The Federal Reserve Board of Governors is expected to have its finger on the pulse of the economy, but how about on the pulse of agriculture, and its part of the U.S. economy? The Fed’s Beige Book, which is a summary of the data fed to the Fed, indicates the Federal Open Market Committee which sets monetary policy, is getting a fair picture of agriculture and the stress that the drought is having. Let’s read what is contained in the Beige Book released on August 29.
The Beige Book is named for the color of its cover, nothing more, but is published every six weeks ahead of the FOMC meeting at which interest rate policy is reviewed and adjusted. About two weeks after the meeting, the Beige Book is released to the public. The report’s chapters reflect the economic activity in each of the twelve Federal Reserve Districts, such as manufacturing activity, consumer purchases, real estate transfers and the like. Agriculture is one of those sections in each report, by some of the twelve district banks, where agriculture is a major part of the economy in its district.

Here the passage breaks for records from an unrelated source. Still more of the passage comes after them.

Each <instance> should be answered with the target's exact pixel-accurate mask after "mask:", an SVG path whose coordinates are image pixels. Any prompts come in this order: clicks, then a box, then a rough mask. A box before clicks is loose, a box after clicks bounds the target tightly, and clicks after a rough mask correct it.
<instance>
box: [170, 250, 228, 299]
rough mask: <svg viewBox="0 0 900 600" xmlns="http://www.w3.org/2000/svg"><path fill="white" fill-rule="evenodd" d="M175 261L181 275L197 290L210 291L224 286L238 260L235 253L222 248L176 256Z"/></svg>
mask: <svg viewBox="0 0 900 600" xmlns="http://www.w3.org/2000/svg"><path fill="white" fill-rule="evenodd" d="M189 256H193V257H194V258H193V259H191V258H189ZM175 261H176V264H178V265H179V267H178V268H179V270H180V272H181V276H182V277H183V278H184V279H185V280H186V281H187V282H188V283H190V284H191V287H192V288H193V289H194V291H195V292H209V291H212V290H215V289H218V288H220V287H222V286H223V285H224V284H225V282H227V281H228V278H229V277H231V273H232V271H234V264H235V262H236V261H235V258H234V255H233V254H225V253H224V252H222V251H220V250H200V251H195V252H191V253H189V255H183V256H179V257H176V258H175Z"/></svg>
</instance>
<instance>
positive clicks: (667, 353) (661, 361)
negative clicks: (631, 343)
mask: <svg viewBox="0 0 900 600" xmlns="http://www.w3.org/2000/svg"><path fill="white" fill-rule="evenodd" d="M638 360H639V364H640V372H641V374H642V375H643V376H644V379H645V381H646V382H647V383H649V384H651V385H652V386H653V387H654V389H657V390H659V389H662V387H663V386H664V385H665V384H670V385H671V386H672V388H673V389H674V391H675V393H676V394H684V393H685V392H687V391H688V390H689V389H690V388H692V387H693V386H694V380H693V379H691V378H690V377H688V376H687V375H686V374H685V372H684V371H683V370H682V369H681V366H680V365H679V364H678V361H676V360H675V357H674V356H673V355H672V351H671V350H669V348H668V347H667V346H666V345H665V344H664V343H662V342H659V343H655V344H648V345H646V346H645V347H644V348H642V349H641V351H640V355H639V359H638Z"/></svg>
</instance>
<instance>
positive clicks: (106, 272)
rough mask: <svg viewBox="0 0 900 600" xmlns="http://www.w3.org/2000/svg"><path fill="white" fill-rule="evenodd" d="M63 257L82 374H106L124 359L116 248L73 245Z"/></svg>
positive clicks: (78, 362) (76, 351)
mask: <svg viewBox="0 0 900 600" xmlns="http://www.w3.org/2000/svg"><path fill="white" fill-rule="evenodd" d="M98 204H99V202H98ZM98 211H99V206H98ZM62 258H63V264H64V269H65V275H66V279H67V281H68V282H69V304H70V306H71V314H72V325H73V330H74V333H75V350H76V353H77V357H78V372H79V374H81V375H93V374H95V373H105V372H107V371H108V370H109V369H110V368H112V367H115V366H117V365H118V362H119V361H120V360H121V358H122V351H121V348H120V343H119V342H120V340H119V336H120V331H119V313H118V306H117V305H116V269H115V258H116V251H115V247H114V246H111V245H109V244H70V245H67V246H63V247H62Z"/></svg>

“The drought has substantially reduced expected yields for corn and soybeans, although the impact varied considerably across the District. Scattered rains near the end of the reporting period helped revive soybeans to some degree; however, with the exception of some late-plantings, the precipitation was too late to improve yields for most of the corn crop. Crop insurance and higher prices will partially offset lost revenue. However, some farmers face the prospect of having to buy corn at market prices after selling ahead more than they will likely harvest. Livestock pastures are in poor shape as well, and fields with low corn yields were being chopped for silage to feed livestock. With feed costs high, livestock operations cannot cover their costs of production, and operators have reduced their herds accordingly. Hog and cattle prices were down from the prior reporting period, while dairy prices were up as milk production dipped.
Eighth District—St. Louis
“Severe drought conditions have caused downgrades to forecasted crop production. Annual 2012 production of cotton, soybean, and corn in the District states is expected to fall from 2011 levels by 12 percent, 18 percent, and 24 percent, respectively. In contrast, annual production of rice and sorghum in the District states is expected to increase by at least 12 percent. The fraction of all crops rated in fair or better condition has fallen in all District states since the previous report. Similarly, the fraction of pasture rated in fair or better condition declined in all District states. The District states’ year-to-date coal production for the end of July was 3.4 percent higher compared with the same period last year. Meanwhile, the District states’ coal production for July 2012 was approximately on par with July 2011.”